Joseph Ozigis Akomodi

Carbon Capture and Storage (CCS) technologies represent one of the potential strategies for reducing carbon dioxide emissions and mitigating global warming. Although CCS is considered a key tool in combating climate change, its effectiveness depends on various technical, economic, and logistical factors. This response systematically outlines the main aspects of CCS efficiency and its application in global efforts to reduce emissions.

1. Technical Efficiency of CCS Technologies

CCS technologies consist of three main steps: capturing CO₂, transporting CO₂, and storing CO₂. Each of these phases presents its own technical challenges and potential benefits.

• CO₂ Capture: There are several technological approaches to capturing carbon dioxide from emission sources such as power plants and industrial facilities. The main technologies include: Post-combustion capture: This method involves capturing CO₂ from flue gases after combustion of fossil fuels. It is the most commonly used technology but has high energy requirements. Pre-combustion capture: This method involves converting the fuel into gases before combustion, which makes it easier to separate CO₂. However, it requires additional infrastructure changes. Oxygen-blown combustion: This technology uses pure oxygen in the combustion process, which reduces the volume of flue gases and facilitates CO₂ capture.
• CO₂ Transport: Once captured, CO₂ is transported via pipelines or in liquid form by ships to storage sites. This requires significant infrastructure and can be expensive depending on the distance and geographical location.
• CO₂ Storage: CO₂ is typically stored in geological formations such as depleted oil or gas reservoirs, deep saline formations, or brine aquifers. The long-term safety of storage and potential risks of CO₂ leakage remain subjects of ongoing research.

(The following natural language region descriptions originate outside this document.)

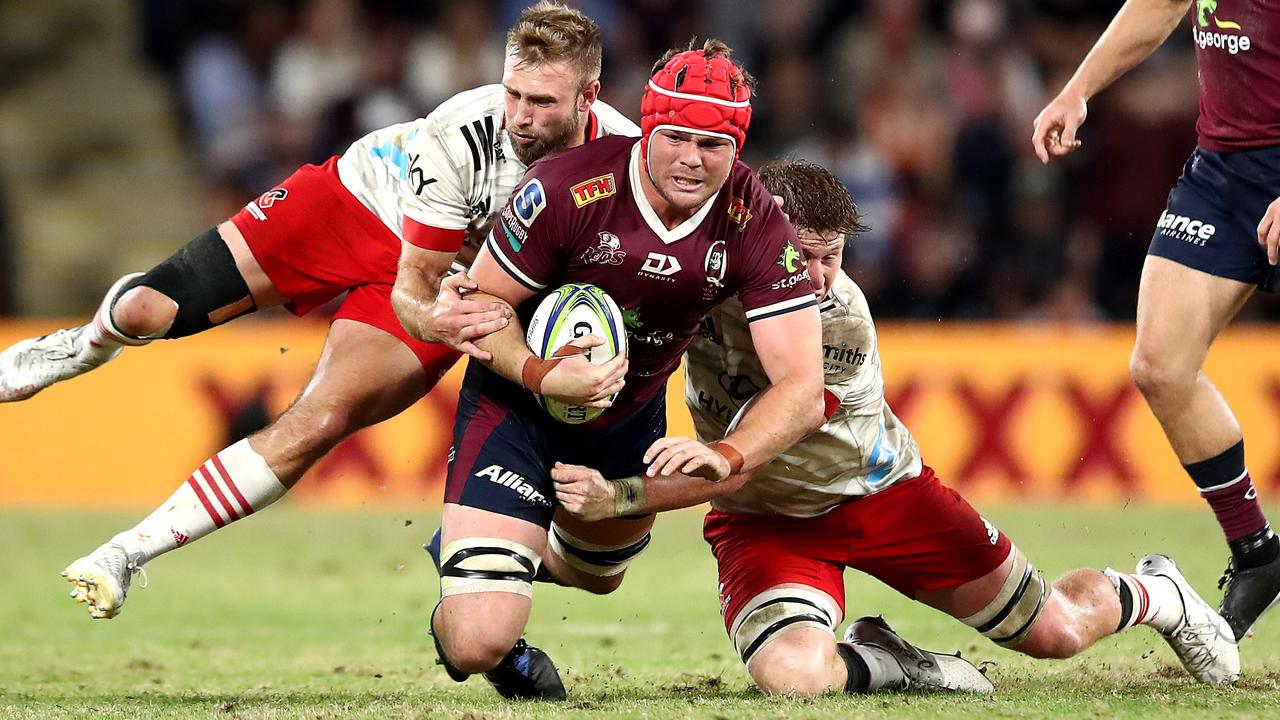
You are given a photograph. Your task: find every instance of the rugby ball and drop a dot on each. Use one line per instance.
(571, 311)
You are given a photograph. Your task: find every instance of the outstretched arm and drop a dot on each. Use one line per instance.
(586, 495)
(1138, 28)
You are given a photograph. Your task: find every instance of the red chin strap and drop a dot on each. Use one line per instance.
(696, 94)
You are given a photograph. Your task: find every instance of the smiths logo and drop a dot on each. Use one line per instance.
(739, 213)
(595, 188)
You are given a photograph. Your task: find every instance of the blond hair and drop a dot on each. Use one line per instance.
(549, 32)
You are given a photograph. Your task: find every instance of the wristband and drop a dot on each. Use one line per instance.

2. Scalability and Potential for Global Application

• Global Implementation: Although CCS has the potential to significantly reduce CO₂ emissions, its current global application is limited. In 2021, approximately 40 million tons of CO₂ were captured globally, while to meet the emission reduction targets of the Paris Agreement, several billion tons of CO₂ would need to be captured annually.
• Required Infrastructure: To create a global CCS network, extensive infrastructure for CO₂ capture, transport, and storage must be established. This would involve building hundreds of new facilities and pipelines worldwide, requiring large investments.

3. Economic Aspects of CCS

• Costs: Implementing CCS technologies involves high initial costs for constructing capture and transport facilities, as well as for long-term storage and monitoring. The cost of capturing CO₂ is estimated to be between $40 and $100 per ton, while total costs (including transport and storage) can be significantly higher.
• Cost Sustainability: For CCS to become economically viable, it requires support through subsidies, tax incentives, or carbon markets. Without this support, high costs may limit its application, especially in industries that already have high operational costs.

4. Long-Term Impact on Emission Reductions

• Emission Reduction Potential: According to some estimates, CCS could contribute to reducing global emissions by 10-15%. While this is a significant contribution, it is not enough to solve global warming on its own. Achieving emission reduction goals will require combining CCS with reductions in fossil fuel use, a transition to renewable energy sources, and improvements in energy efficiency.
• Synergy with Other Technologies: The effectiveness of CCS largely depends on its integration with other emission-reduction technologies, such as energy efficiency, sector electrification, and renewable energy use. Without this synergy, CCS alone will not be sufficient to achieve the desired global emission reductions.

5. Challenges and Risks

• Geological Safety: While geological formations are considered safe for CO₂ storage, concerns remain about potential leakage through cracks in the earth or other geological disturbances. The long-term effects of such leaks on the climate and ecosystems are still unknown.
• Regulatory and Legal Issues: Global implementation of CCS requires alignment with laws and regulations at the local, national, and international levels. Ensuring legal accountability for potential CO₂ storage issues and protecting the environment presents a challenge.

Carbon Capture and Storage technologies have significant potential for reducing global emissions and mitigating climate change. However, their effectiveness depends on the development of infrastructure, reduction of costs, and alignment with other emission-reduction technologies. While CCS can be an important part of a broader strategy for cutting carbon emissions, achieving the goals of the Paris Agreement will require its integration with other measures, including the transition to renewable energy and improvements in energy efficiency.

While I appreciate the details above, one question lingers in my mind - with all these options, why is it that there is no visible change in the world. We have in fact, witnessed unprecedented floods in many parts of the globe clubbed with earthquakes - India perhaps may lose the entire Himalayan belt.